In December 2022, Joens completed her bachelor's degree in elementary education.

After the end of the 2022–23 academic year, Joens and TCU football star Max Duggan were announced as the inaugural recipients of the Big 12 Conference's Bob Bowlsby Award. The award, voted on by Big 12 athletic directors, honors on- and off-field leadership and excellence across all sports and is described by the Big 12 as "the Conference's most prestigious individual accolade".

==Professional career==
===WNBA (2023)===
Joens was selected 19th overall in the second round of the 2023 WNBA draft by the Dallas Wings. She was waived by the Wings on June 23, 2023.

On July 20, Joens signed with the Las Vegas Aces on an emergency waiver contract.
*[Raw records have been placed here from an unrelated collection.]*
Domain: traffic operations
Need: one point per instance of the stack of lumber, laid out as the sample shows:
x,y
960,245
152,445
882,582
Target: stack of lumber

She appeared in two games for the Aces. On August 6, she returned to the Wings on a seven-day contract. On August 18, she signed with the Phoenix Mercury.

===Dinamo Sassari (2023–2024)===
Joens joined Dinamo Sassari of the Italian Serie A1 for the 2023–24 season.
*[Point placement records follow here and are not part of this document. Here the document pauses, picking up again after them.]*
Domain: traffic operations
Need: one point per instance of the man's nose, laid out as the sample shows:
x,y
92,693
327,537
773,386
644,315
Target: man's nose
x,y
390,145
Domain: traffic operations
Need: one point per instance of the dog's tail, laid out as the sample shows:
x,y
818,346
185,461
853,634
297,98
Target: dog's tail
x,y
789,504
===Tauranga Whai (2024)===
Joens joined the Tauranga Whai for the 2024 Tauihi Basketball Aotearoa season. She helped the Whai win the league championship. She was named Tauihi All-Star Five.

==WNBA career statistics==

===Regular season===

| Year | Team | GP | GS | MPG | FG% | 3P% | FT% | RPG | APG | SPG | BPG | TO | PPG |
| 2023 | Las Vegas | 2 | 0 | 3.0 | .000 | .000 | — | 0.0 | 0.0 | 0.0 | 0.0 | 0.0 | 0.0 |
| Dallas | 9 | 0 | 1.6 | .250 | .000 | .250 | 0.2 | 0.0 | 0.1 | 0.0 | 0.0 | 0.0 |
| Phoenix | 8 | 0 | 13.4 | .387 | .500 | 1.000 | 1.1 | 0.1 | 0.3 | 0.0 | 0.6 | 4.5 |
| Career | 1 year, 3 teams | 19 | 0 | 6.7 | .361 | .435 | .500 | 0.6 | 0.1 | 0.2 | 0.0 | 0.3 | 2.1 |

== National team career ==
Joens was a member of the U-18 team for their appearance in the 2018 FIBA Under-18 Women's Americas Championship, winning a gold medal as the captain of the team despite not being named to the initial roster. She was also a member of the U-19 team that won the gold medal for the FIBA U19 Women's World Cup in Bangkok.
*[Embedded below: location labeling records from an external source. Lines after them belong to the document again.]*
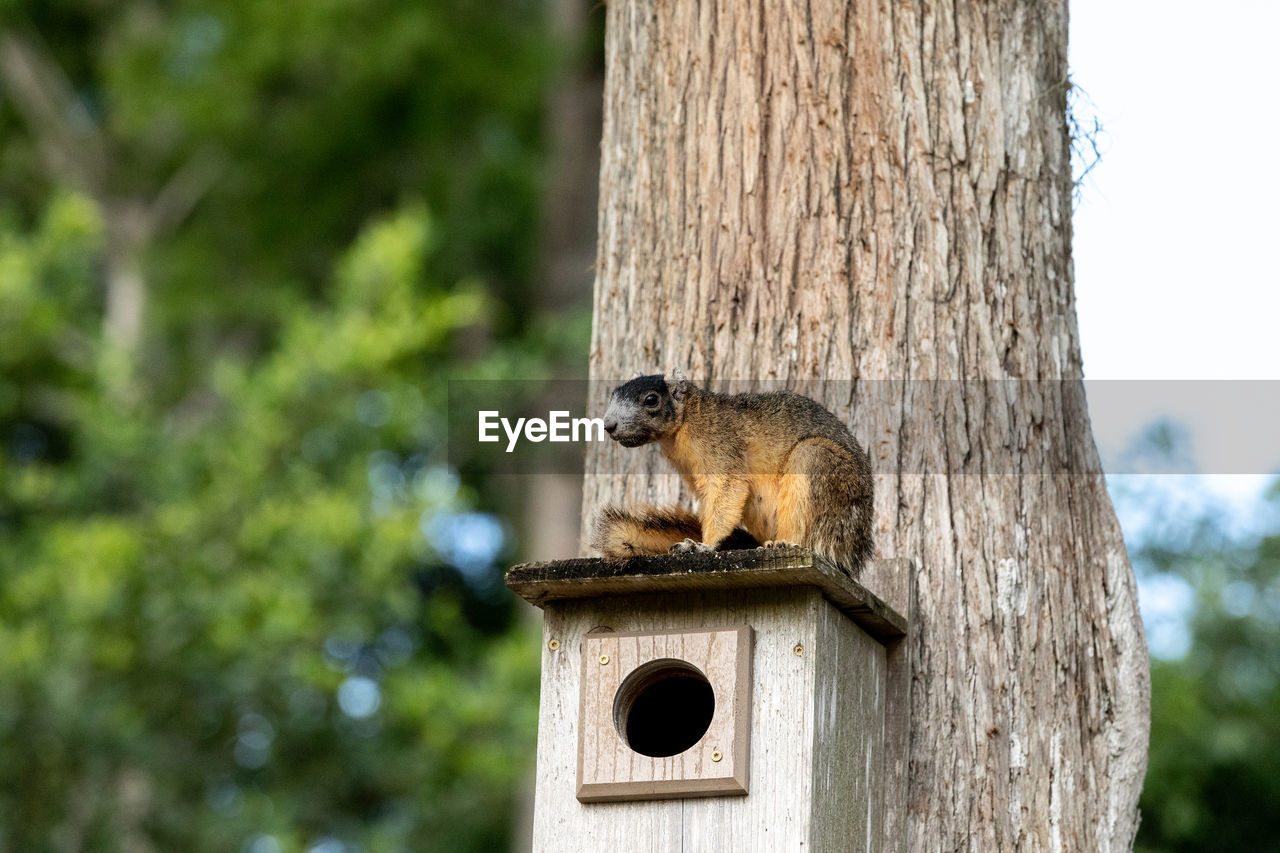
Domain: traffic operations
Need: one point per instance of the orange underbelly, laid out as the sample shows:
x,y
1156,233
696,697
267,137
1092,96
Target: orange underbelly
x,y
760,514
Joens was invited to participate in the Women's AmeriCup Team Trials in 2021.

== Career statistics ==

=== College ===

| Year | Team | GP | GS | MPG | FG% | 3P% | FT% | RPG | APG | SPG | BPG | TO | PPG |
|---|---|---|---|---|---|---|---|---|---|---|---|---|---|
| 2018–19 | Iowa State | 35 | 35 | 31.2 | .433 | .365 | .701 | 5.0 | 0.7 | 0.7 | 0.2 | 1.1 | 11.7 |
| 2019–20 | Iowa State | 29 | 29 | 35.6 | .417 | .336 | .806 | 10.9 | 1.9 | 1.6 | 0.3 | 2.7 | 20.5° |
| 2020–21 | Iowa State | 28 | 28 | 33.6 | .463 | .354 | .883 | 9.5 | 1.6 | 1.0 | 0.5 | 2.5 | 24.2° |
| 2021–22 | Iowa State | 34 | 34 | 35.5 | .409 | .376 | .852 | 9.5 | 2.0 | 0.9 | 0.4 | 2.1 | 20.9 |
| 2022–23 | Iowa State | 32 | 32 | 35.8 | .411 | .353 | .836 | 9.7 | 2.0 | 1.1 | 0.3 | 2.2 | 21.5° |
| Career |  | 158 | 158 | 34.3 | .425 | .359 | .831 | 8.8 | 1.6 | 1.0 | 0.4 | 2.1 | 19.4 |

== Personal life ==
Joens is the daughter of Brian and Lisa Joens, and has four sisters. Her older sister Courtney played basketball at Illinois while her younger sister Aubrey played basketball alongside her for two seasons at Iowa State before transferring to Oklahoma after the 2021–22 season.